The Unified Prep Script: Orchestrating a 10× Dataset Scale-Up for EAGLE-3 Training

Introduction

In the sprawling, multi-day effort to deploy a speculative decoding draft model for the Kimi-K2.5 large language model, few moments are as quietly pivotal as message [msg 3663]. On its surface, the message is unremarkable: the assistant announces its intent to write a unified dataset preparation script, executes a write tool call, and receives confirmation that the file was saved. But this brief exchange represents the transition from planning to execution at a critical juncture — the moment when a 10× scale-up of the training dataset shifts from a theoretical plan to concrete code. Understanding why this message was written, what decisions it embodies, and what assumptions it encodes reveals the architecture of a complex ML pipeline and the reasoning processes of an AI agent managing it.

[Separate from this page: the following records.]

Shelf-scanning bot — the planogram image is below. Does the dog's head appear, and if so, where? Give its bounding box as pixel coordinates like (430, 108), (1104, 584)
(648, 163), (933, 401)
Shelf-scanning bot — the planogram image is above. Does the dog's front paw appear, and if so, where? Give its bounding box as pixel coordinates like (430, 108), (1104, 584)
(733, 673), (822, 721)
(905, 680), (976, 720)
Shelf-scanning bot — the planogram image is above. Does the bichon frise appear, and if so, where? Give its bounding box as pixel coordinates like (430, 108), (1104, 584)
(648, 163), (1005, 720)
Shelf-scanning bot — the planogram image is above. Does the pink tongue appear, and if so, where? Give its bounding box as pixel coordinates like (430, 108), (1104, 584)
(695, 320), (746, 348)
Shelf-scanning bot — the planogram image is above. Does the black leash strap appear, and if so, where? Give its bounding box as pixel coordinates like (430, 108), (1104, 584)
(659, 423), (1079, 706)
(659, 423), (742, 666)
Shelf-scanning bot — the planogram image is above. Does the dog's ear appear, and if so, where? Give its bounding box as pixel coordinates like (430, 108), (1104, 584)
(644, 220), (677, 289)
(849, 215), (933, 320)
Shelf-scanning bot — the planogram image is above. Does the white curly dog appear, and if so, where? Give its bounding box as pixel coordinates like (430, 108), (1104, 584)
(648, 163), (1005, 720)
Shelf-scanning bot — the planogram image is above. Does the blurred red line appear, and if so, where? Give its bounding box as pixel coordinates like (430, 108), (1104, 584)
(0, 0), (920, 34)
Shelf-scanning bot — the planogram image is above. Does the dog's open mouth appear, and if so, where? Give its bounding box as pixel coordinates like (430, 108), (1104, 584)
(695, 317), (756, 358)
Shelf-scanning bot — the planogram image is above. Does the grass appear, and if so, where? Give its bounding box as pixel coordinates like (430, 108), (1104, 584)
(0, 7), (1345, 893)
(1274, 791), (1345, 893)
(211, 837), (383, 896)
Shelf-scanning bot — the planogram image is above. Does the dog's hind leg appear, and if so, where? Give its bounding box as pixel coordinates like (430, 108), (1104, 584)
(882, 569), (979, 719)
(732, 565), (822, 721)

The Context: A Pipeline at a Crossroads

To appreciate message [msg 3663], one must understand the state of the project at that moment. The assistant had just resolved a devastating bug in the EAGLE-3 speculative decoding system. For days, the trained draft model had achieved a zero acceptance rate — every token it proposed was rejected by the target model. The root cause turned out to be a single flag mismatch: the SGLang server was started with --speculative-algorithm EAGLE instead of EAGLE3. This caused the target model to pass only the final-layer hidden states (7168 dimensions) to the draft model instead of the concatenated intermediate-layer states (21504 dimensions) that the draft model's fusion layer expected. The trained weights were silently bypassed, rendering them useless.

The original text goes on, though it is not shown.